P.O. Box 12068, State Capitol
Austin, Texas 78711
Tel. (512) 463-0112
FOR IMMEDIATE RELEASE
February 23, 2001
AUSTIN - State Senator Jane Nelson, R-Flower Mound, yesterday filed three pieces of legislation to improve cooperation between the Dallas Fort Worth Airport and its neighbors and to give neighboring communities a voice in land use and development issues as DFW continues to expand.
"The success of DFW is just as important to Grapevine, Coppell, Irving and Euless as it is to Dallas and Fort Worth. DFW was built on regional cooperation, and I think the airport can only benefit from the input of its neighbors," Senator Nelson said. "People need to start realizing that many, if not most, of the people who live in our Metroplex live in small to mid-size cities. These residents are woefully unrepresented when it comes to our airport. The board needs to be more reflective of the community the airport serves."
- Senate Bill 881: Requires the airport to submit by Dec. 31, 2001 to TxDOT a report that identifies land-use plans over the next five years and to divest itself of ownership of all property not designated for essential airport services.
- Senate Bill 882: Restructures the DFW Airport joint board to include one member representing cities adjacent to the airport. The seat will rotate between cities.
- Senate Bill 883: Requires the airport board to obtain the approval of a municipality before attempting to condemn property within that city's jurisdiction.

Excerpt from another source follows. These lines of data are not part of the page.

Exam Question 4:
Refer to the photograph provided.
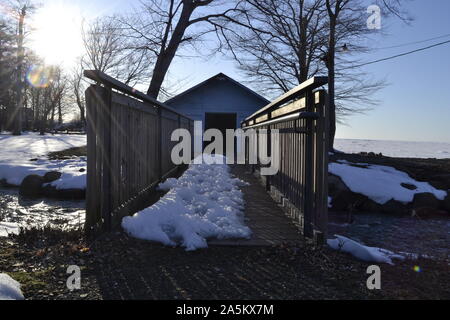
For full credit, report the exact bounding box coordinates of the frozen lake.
[335,139,450,159]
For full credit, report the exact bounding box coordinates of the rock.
[360,199,383,213]
[401,183,417,190]
[411,207,450,219]
[381,199,408,214]
[44,171,62,183]
[328,175,350,197]
[331,190,367,211]
[42,185,86,200]
[19,174,44,197]
[413,192,439,209]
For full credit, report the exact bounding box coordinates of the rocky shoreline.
[329,153,450,220]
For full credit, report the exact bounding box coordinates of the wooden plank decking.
[208,165,303,246]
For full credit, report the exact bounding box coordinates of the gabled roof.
[165,72,270,104]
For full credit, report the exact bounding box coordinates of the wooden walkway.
[208,165,303,246]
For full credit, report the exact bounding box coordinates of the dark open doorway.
[203,113,237,152]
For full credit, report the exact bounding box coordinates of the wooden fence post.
[97,87,112,231]
[156,107,163,180]
[85,85,101,232]
[314,90,329,241]
[303,90,315,238]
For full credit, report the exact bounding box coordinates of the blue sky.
[36,0,450,142]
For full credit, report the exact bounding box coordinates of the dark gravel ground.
[0,230,450,300]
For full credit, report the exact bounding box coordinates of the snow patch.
[335,139,450,159]
[327,235,405,265]
[0,133,87,189]
[329,161,447,205]
[0,273,25,300]
[122,155,251,251]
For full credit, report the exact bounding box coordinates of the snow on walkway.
[0,133,86,189]
[122,156,251,251]
[329,161,447,205]
[328,235,405,265]
[0,273,25,300]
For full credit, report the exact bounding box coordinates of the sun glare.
[31,4,83,67]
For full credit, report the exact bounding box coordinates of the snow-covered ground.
[0,189,85,238]
[0,133,86,189]
[335,139,450,159]
[328,235,405,264]
[329,161,447,204]
[0,273,24,300]
[122,156,251,250]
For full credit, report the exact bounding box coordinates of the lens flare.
[26,65,52,88]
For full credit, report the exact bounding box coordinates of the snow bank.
[327,235,405,265]
[0,273,25,300]
[0,221,20,238]
[122,156,251,251]
[329,161,447,204]
[0,133,86,189]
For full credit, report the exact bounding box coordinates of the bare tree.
[81,17,154,85]
[116,0,244,98]
[325,0,411,150]
[4,0,36,135]
[218,0,326,95]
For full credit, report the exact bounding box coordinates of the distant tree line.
[0,0,409,148]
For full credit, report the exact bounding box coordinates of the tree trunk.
[147,3,194,99]
[13,6,27,136]
[327,17,336,152]
[58,100,63,126]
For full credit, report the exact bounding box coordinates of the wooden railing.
[242,77,328,242]
[84,70,194,230]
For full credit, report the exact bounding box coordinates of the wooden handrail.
[242,77,328,123]
[84,70,192,121]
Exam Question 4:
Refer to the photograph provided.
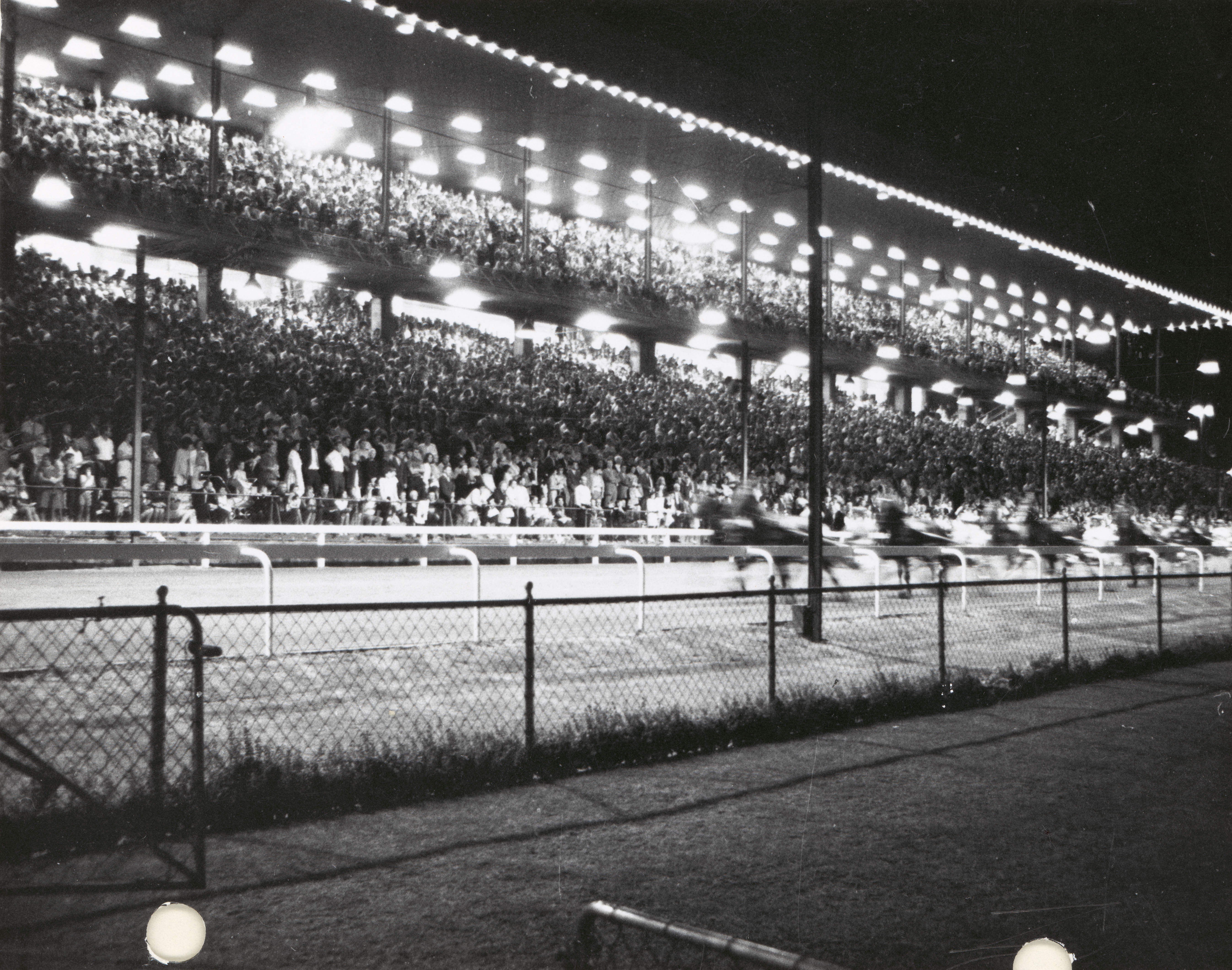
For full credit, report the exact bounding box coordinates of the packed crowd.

Senator Nelson filed the bills in part as a response to Senate Bill 569, filed by Senator David Cain of Dallas to force Grapevine and Coppell into tax-sharing agreements with the airport on land that the cities donated on the condition that it would remain on their respective tax rolls. "It is inappropriate for the Texas Legislature to unilaterally impose the will of Dallas and Fort Worth on other cities, especially because this action would erase a contractual obligation," Senator Nelson said.
Responding to criticism that the bill is anti-development, Senator Nelson replied, "I find it interesting that DFW's spokesman basically stated that the airport is trying to enter the economic development business, which is exactly what I'm trying to prevent. How can other cities compete with property-tax free status? What if DFW tried to lure Fidelity out of Westlake ... or lure Eddie Bauer to compete with Bass Pro? It's an unfair advantage, and it only benefits Dallas and Fort Worth. And what about lost revenue to school districts and cities? If big corporations are allowed to build at DFW, no school districts get any benefit. DFW has plenty of room to land planes and to expand. This bill gives them 10 years to tinker with a land-use plan that does not remove money from school children or adversely affect taxpayers."